X

Twitter'da "vegan sucuk" duyarı yiyince geldi bana gelenler, oturdum bu yazıyı yazdım.


"Canın sucuk çekiyorsa sucuk ye, bunu yiyeceğine" demiştim vegan sucuk paketini görünce. Vay efendim insanların ne yediğine nasıl karışırmışımdan tut veganlığı en baştan anlatmaya kadar giden bi ton laf işittim.


Öylesine, düşünülmeden edilmiş, yazdıktan 10 dakika sonra unuttuğum bir şeydi aslında. O kadar sinirlenildiğini görünce şaşırdım. İnsanların benden ve karışlaştıkları/takip ettikleri her insandan ne istediğini, ne beklediğini anlamakta zorlanıyorum artık.


İyi görünmeye, duyarlı olmaya o kadar takmışız ki kafayı, gerçekten ne hissettiğimizin, ne düşündüğümüzün hiçbir önemi yok.


İyi görünelim yeter! Cuma günü dualar paylaşılsın, ulusal bayramlar kutlansın, kandiller, özel günler, ülke gündemi hepsine ayak uydurmak, duyarlı görünmek zorundasın artık.


Öyle görünmezsen, bu iyiliği ve duyarlılığı insanların gözüne sokmazsan ya vatan hainisin, ya da iğrenç gibi bir insan. Keşke ölsen. Zaten eleştirdiğin an hemen kapı gösteriliyor; beğenmiyorsan çek git!


Sen kimi kimin ülkesinden kovuyorsun da diyemiyorsun, seviyorsan git savaş diyor. Ortalıkta olmayan cepheye yollamaya çalışıyor seni.


Yaralı kediye yuva ararsın; hemen çıkıyor ordan bi çok bilmiş "E ama bi ton aç insan var!"

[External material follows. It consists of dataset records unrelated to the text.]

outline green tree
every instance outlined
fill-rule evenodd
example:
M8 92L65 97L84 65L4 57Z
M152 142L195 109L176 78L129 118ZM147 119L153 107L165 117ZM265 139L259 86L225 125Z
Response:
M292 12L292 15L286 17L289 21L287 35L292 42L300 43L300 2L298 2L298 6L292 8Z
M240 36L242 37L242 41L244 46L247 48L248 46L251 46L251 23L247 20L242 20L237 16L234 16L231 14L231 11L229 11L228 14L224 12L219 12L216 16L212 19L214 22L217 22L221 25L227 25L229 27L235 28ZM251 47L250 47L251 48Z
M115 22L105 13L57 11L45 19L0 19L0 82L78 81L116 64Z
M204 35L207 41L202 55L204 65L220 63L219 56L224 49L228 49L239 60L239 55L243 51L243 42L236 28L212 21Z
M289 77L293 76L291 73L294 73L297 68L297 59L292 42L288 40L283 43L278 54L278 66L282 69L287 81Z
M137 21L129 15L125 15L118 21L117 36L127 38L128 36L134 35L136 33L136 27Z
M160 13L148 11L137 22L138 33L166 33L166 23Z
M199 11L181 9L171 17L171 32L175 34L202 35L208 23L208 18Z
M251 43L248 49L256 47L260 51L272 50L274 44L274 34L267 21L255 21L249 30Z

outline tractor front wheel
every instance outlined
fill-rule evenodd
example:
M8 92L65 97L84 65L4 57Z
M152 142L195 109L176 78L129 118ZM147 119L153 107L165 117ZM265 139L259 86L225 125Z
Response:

Ya arkadaşım konumuz o mu desen yine sen kabahatlisin. Kediyi görmezden gelsen de sen suçlusun.


Kan arama ilanını duyurursun, "E ama bizim okula kitap lazım."


Kitap yollarsın, "E atanamayan öğretmenlere de el at!"


Gözünden kaçar, ilgilenmek istemezsin, o an tersine gelir, bütün işsizliğinin sebebi seni bilir.


Mesela "beden olumlama" mı nedir bi şey çıkmış, koltukaltı tüylerini almayıp, bunu boy boy paylaşıyor kadınlar. Bi arkadaşım yollamış "ıyy bu ne ya" diye dedim sil şu mesajları bak bi gören duyan olur, adımız kadın düşmanına çıkar, kız kardeşlikten kovuluruz senin yüzünden!


Bu hareketin altında yatan düşünce baz olarak doğru olsa bana hijyenik gelmiyor demek gibi bir lüksün yok, hemen "eee kadının kadından başka düşmanı yok" etkiketini yiyorsun. Bana bu tüyleri almak dayatıldığı için ben aptal oluyorum, o davasının peşinde! E hani kadın gücü, beni niye üvey evlat gibi öteledin aynı görüşte değliz diye...


Bu tür yavanlıklar, yalan duyarlar o kadar çok ki. Yıldım artık bu sahte iyilerden.


Artık nasıl olduğumuzdan çok nasıl göründüğümüze, nasıl bir profil çizdiğimize o kadar takmış, o kadar paravan mükemmel insanlar yaratmışız ki, gerçekten öyle olduğumuza da inanıyoruz.


Bunu fark ettiğim an hem kendime, hem çevreme bir dur dedim. Çevresine, doğaya, insanlara saygılı bir bireyim ama ben de insanım arkadaş.


Güzel bir kadını kıskanıyorum, ben evde yatarken harika bir yemek yiyen birine imreniyorum, mutlu ilişkilere özeniyorum, sevmediğim insanların mutsuz olmasını istiyorum!


İnsanım en nihayetinde, robot değil.


İçe attığımız en insani duyguları kendimize bile itiraf etmeden, "dışarıya nasıl görünürüm, aman hakkımda ne derler" kaygısıyla kendi kendimizi harap ediyoruz.


Böyle yalan mükemmeller olmak için kendimizi kasacağımıza bazılarımız da "olduğu kadar" olsa mesela? Hayat bayram olmaz mı?